Now, you’ve already said you’re working on a sequel to Hall Of Smoke. First, does this series have a name?
The series does not have a name yet.
And is this going to be an ongoing series or will it be a set number of books like a trilogy?
So there is a sequel coming, but the series isn’t a series in the traditional sense. It’s a set of stand-alone books set in the same world, with totally separate stories and situations. Though the events of Hall Of Smoke certainly shape the world in which Book 2 takes place, there’s a decade of time between the two and their plots are quite separate. I’d like for there to be four books eventually, but we’ll see what the future holds. I’d be open to more, or less.
Earlier I asked if Hall Of Smoke was influenced by any movies, TV shows, or games. Has there been any interest in adapting this story into a movie, show, or game?
I can’t disclose much on this front, but I can say that I think Hall Of Smoke would do magnificently as all three. Cinematic action sequences, epic battles between gods and humans, an atmospheric world of forests and mountains and a muscled warrior priestess with a bone-shattering scream? Hall Of Smoke is ready to go.

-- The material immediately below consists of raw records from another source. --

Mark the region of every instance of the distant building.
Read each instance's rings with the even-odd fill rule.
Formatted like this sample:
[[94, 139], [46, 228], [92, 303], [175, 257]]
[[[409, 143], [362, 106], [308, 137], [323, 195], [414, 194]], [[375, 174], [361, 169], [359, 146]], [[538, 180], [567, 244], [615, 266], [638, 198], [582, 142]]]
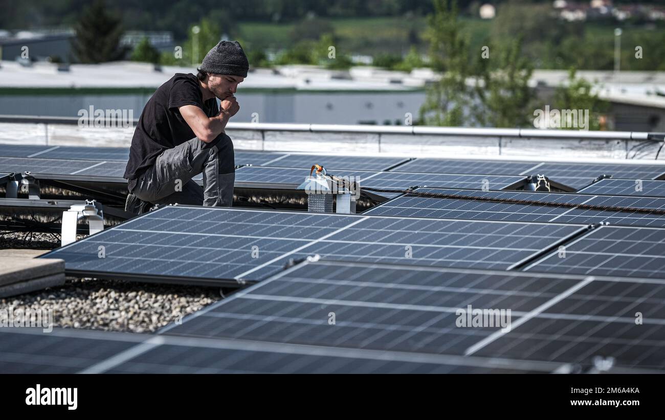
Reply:
[[120, 39], [120, 44], [134, 49], [145, 38], [160, 51], [172, 51], [175, 47], [173, 33], [169, 31], [128, 31]]
[[58, 57], [69, 61], [73, 37], [72, 33], [45, 35], [21, 31], [13, 37], [0, 38], [0, 59], [13, 61], [26, 58], [30, 61], [45, 61], [49, 57]]
[[494, 17], [496, 16], [497, 11], [496, 8], [489, 3], [484, 4], [480, 7], [480, 9], [478, 11], [480, 15], [480, 19], [493, 19]]
[[569, 22], [586, 21], [587, 9], [586, 6], [580, 4], [567, 3], [559, 12], [559, 16]]

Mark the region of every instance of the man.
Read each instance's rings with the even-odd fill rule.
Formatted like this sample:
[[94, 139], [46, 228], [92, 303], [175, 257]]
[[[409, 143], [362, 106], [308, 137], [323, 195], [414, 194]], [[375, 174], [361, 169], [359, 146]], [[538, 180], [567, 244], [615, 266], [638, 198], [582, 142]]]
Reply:
[[[221, 41], [196, 76], [178, 73], [157, 89], [132, 139], [124, 175], [130, 192], [126, 211], [140, 213], [151, 204], [176, 203], [231, 205], [233, 144], [224, 129], [240, 109], [233, 94], [249, 68], [237, 41]], [[203, 188], [192, 180], [201, 172]]]

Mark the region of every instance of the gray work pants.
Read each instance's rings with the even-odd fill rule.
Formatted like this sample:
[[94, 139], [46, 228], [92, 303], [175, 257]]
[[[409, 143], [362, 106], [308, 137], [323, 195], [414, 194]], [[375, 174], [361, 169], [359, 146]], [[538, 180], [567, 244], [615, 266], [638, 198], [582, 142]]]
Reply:
[[[201, 172], [203, 188], [192, 180]], [[233, 143], [221, 133], [209, 143], [195, 137], [164, 150], [130, 192], [153, 204], [231, 207], [235, 180]]]

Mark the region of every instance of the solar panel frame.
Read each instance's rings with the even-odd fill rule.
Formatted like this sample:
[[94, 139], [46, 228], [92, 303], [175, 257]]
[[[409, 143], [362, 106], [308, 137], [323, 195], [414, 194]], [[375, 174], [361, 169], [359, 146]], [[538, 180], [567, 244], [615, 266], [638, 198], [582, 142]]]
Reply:
[[531, 373], [549, 372], [557, 368], [553, 364], [539, 362], [511, 364], [484, 358], [361, 351], [242, 340], [193, 339], [70, 328], [54, 328], [50, 333], [12, 330], [0, 330], [0, 373]]
[[[442, 187], [481, 187], [491, 189], [517, 187], [523, 183], [521, 176], [484, 175], [458, 173], [418, 173], [414, 172], [371, 171], [336, 169], [330, 174], [357, 180], [360, 188], [370, 187], [404, 190], [412, 187], [435, 184]], [[235, 186], [247, 188], [281, 188], [292, 189], [309, 175], [309, 168], [249, 166], [238, 168]], [[378, 193], [389, 195], [390, 193]]]
[[[167, 206], [41, 257], [65, 260], [70, 275], [237, 286], [281, 271], [290, 259], [316, 254], [346, 261], [510, 269], [585, 229]], [[263, 257], [252, 257], [255, 245]], [[98, 255], [102, 246], [103, 261]], [[411, 255], [405, 253], [407, 247]]]
[[[314, 155], [287, 154], [284, 158], [269, 163], [271, 166], [309, 169], [313, 165], [323, 166], [326, 169], [355, 171], [387, 171], [407, 162], [410, 158], [385, 156], [348, 156], [343, 155]], [[268, 163], [263, 163], [267, 165]]]
[[657, 251], [663, 245], [662, 229], [603, 225], [565, 244], [565, 257], [547, 253], [522, 270], [664, 279], [665, 255]]
[[[391, 169], [395, 172], [470, 173], [485, 175], [531, 175], [538, 161], [483, 160], [471, 159], [416, 158]], [[484, 169], [489, 167], [491, 169]], [[441, 169], [439, 169], [441, 168]], [[454, 170], [458, 168], [457, 171]]]
[[454, 199], [407, 194], [370, 209], [363, 215], [418, 217], [472, 220], [539, 221], [593, 224], [610, 223], [624, 225], [665, 227], [665, 216], [629, 211], [601, 211], [551, 205], [516, 204], [482, 201], [482, 199], [515, 199], [561, 203], [611, 205], [665, 210], [665, 199], [638, 197], [585, 195], [563, 193], [493, 191], [419, 188], [415, 192], [477, 197], [479, 199]]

Finally, if someone enjoys Hall Of Smoke, what epic fantasy novel of someone else’s would you suggest they read while waiting for your second book?
Greta Kelly’s The Frozen Crown. A princess-general from the icy north sets out to save her kingdom. And though it’s not quite epic fantasy, I would highly recommend Genevieve Gornichec’s The Witch’s Heart. That one’s got some serious Circe vibes, Norse Mythology, and a witch facing down Ragnarok.